Ein mit Klaus befreundeter Makler hatte ihnen das Haus vor Jahren angeboten. Trotz der guten Wohnlage mit Busverbindung, Straßenbahn, Kindergarten, Schulen, Einkaufsmöglichkeiten und sogar dem Wald in der Nähe, wollte es keiner kaufen. Das stilvolle Haus war stark renovierungsbedürftig und das Grundstück total verwildert.
Aber Thalers erkannten das Potential des großen Hauses aus dem Jahre 1908 und konnten es günstig erwerben. Andreas Eltern hatten etwas mitgeholfen. Nicht ganz uneigennützig, denn das Haus lag nur ungefähr 20 Fußminuten von ihrem Haus entfernt.
Obwohl Anton damals noch klein und Emil gerade geboren war, schafften es Andrea und Klaus doch, das Haus Schritt für Schritt zu renovieren.
Der mit Sandstein verkleidete Keller wurde aufgegraben und isoliert, die Fassade in einem zarten graublau gestrichen, das wunderschöne Mansarddach mit seiner Biberschwanzeindeckung wurde überholt, wobei die glasierten, chinesischen Firstziegel erhalten blieben. Die alten Eichen-Sprossenfenster wurden vom Schreiner aufgearbeitet, genauso wie die passenden Klappläden links und rechts der Fenster.
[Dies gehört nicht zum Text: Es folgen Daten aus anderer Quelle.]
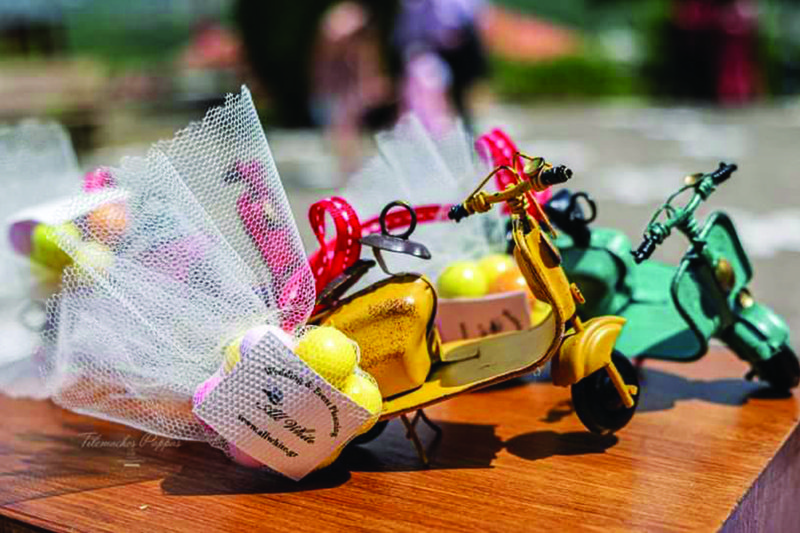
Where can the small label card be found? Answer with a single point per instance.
(472, 318)
(276, 409)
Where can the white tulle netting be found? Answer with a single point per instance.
(37, 165)
(201, 247)
(423, 168)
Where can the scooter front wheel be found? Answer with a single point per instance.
(597, 402)
(781, 371)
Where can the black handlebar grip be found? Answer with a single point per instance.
(723, 173)
(644, 251)
(555, 175)
(457, 212)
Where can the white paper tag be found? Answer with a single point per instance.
(276, 409)
(472, 318)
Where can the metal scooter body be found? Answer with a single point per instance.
(676, 311)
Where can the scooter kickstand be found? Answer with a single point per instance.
(411, 433)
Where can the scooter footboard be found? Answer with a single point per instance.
(587, 350)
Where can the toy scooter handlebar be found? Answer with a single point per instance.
(457, 212)
(723, 173)
(555, 175)
(645, 250)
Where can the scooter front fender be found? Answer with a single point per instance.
(586, 351)
(761, 330)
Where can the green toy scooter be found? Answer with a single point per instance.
(673, 312)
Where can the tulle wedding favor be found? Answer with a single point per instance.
(183, 310)
(38, 167)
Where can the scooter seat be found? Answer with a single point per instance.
(652, 283)
(657, 330)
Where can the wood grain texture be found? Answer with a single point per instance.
(707, 450)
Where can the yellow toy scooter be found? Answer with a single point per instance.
(393, 323)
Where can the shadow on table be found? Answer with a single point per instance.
(662, 390)
(466, 446)
(462, 446)
(80, 457)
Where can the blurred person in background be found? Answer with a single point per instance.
(442, 56)
(351, 87)
(709, 51)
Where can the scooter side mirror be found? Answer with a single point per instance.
(565, 211)
(395, 243)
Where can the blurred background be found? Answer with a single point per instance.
(632, 94)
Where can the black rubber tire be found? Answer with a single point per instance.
(374, 432)
(781, 371)
(597, 402)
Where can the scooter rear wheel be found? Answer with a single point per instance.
(781, 371)
(597, 402)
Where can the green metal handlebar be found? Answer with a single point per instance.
(657, 232)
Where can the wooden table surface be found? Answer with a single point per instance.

Klaus und Andrea empfanden den rückwärtigen Wintergarten mit Treppe in das Grundstück besonders gemütlich. Unter dem Wintergarten befand sich ein früherer Schweinestall. Denn die ersten Bewohner, laut Grundbuch ein Pfarrer mit Familie, waren damals noch Selbstversorger.
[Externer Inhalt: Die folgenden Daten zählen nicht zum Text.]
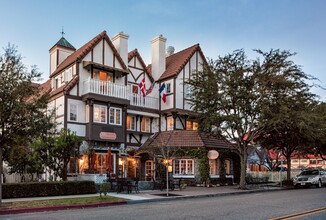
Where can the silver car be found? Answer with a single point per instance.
(310, 177)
Vor dem Einzug wurden alle Leitungen erneuert, Bäder und Toiletten weiß gestaltet und ein neuer Heizkessel eingebaut.
Aber die alten, stilvollen Gussheizkörper mit ihren Ornamenten wurden erhalten, genauso wie die alten Türen mit den Original Messingbeschlägen, das dicke Eiche Parkett im Wohnbereich, der Terrazzoboden im Treppenhaus und im Wintergarten und die Dielen im Ober- und im Dachgeschoss.
Wohn- und Esszimmer waren durch eine Doppelschiebetür verbunden, 3 Meter hoch und verfügten über Stuckelemente.
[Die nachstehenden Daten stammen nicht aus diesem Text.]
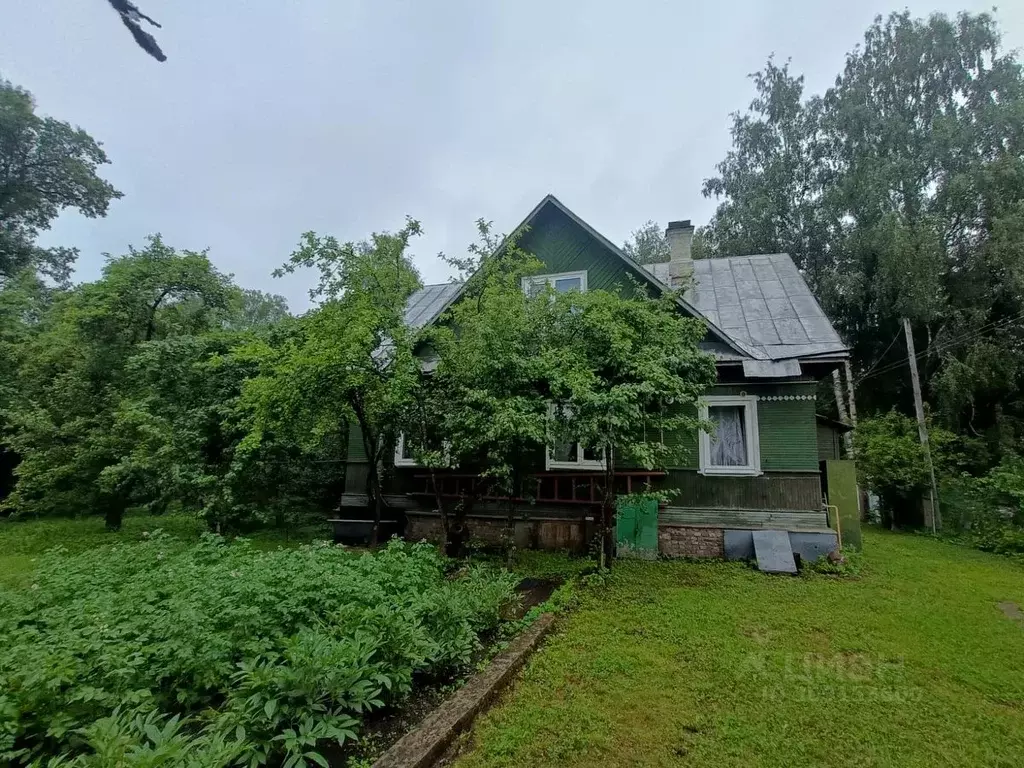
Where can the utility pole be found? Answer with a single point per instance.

Obwohl Klaus ja technisch vollkommen ungeschickt war, konnte er doch für grobmotorische Arbeiten ganz gut eingesetzt werden.
Fast 6 Wochen hatte sich Klaus mit einer geliehenen Schleifmaschine und Mundschutz an die wunderschöne, halb gewendelte Eichenholztreppe im Treppenhaus gesetzt. Schicht für Schicht der Farben wurde abgetragen, bis das schöne Holz wieder zum Vorschein kam und naturfarben lasiert wurde.
Auch die Original Hauseingangstür mit ihrem vergitterten Rautenfenster wurde von Schreinern passend aufgearbeitet.
Andrea und Klaus entdeckten in dieser Zeit ganz neue Seiten an sich. Da sie vorher in einer Mietwohnung wohnten, hatten sie nur wenig Erfahrung mit Gartenarbeit. Und so waren beide erstaunt, dass ihnen die Gestaltung des großen Grundstücks so viel Freude bereitete. Vor allem Andrea hatte einen „grünen Daumen“.
Sie legte kleine Kieswege an, umrahmt von Buchsbaumhecken. Dazwischen entstanden Beete mit den verschiedensten Blumen, die zu unterschiedlichen Zeiten blühten.
Vor dem Haus stand eine Reihe dunkelroter Stockrosen, die in der Wärme der Südseite des Hauses besonders hochwuchsen. Büsche gaben Sichtschutz zur Straße und zu den Nachbarn. Das Rasenfeld im hinteren Teil des Grundstücks war ideal für die noch kleinen Jungs. Hier baute Klaus mit Hilfe seines Schwiegervaters eine Schaukel und einen Sandkasten auf.
Andrea wünschte sich eine Kräuterspirale und ein Hochbeet für den Salat. Für beide Jungs pflanzten Andrea und Klaus jeweils ein Apfelbäumchen.
Als Emma geboren wurde, hatte Klaus die Idee für Emma einen Kirschbaum neben den großen Quittenbaum zu pflanzen. Der Quittenbaum trug alle 2 Jahre große gelbe Früchte, aus denen Andrea Gelee und Quittenschnitten machte.
Nachdem die Kinder etwas größer wurden, bekam jeder ein eigenes kleines Beet. Emma pflanzte sich Küchenkräuter, Emil bunte Bauernblumen und Anton ließ dem Löwenzahn seinen freien Lauf.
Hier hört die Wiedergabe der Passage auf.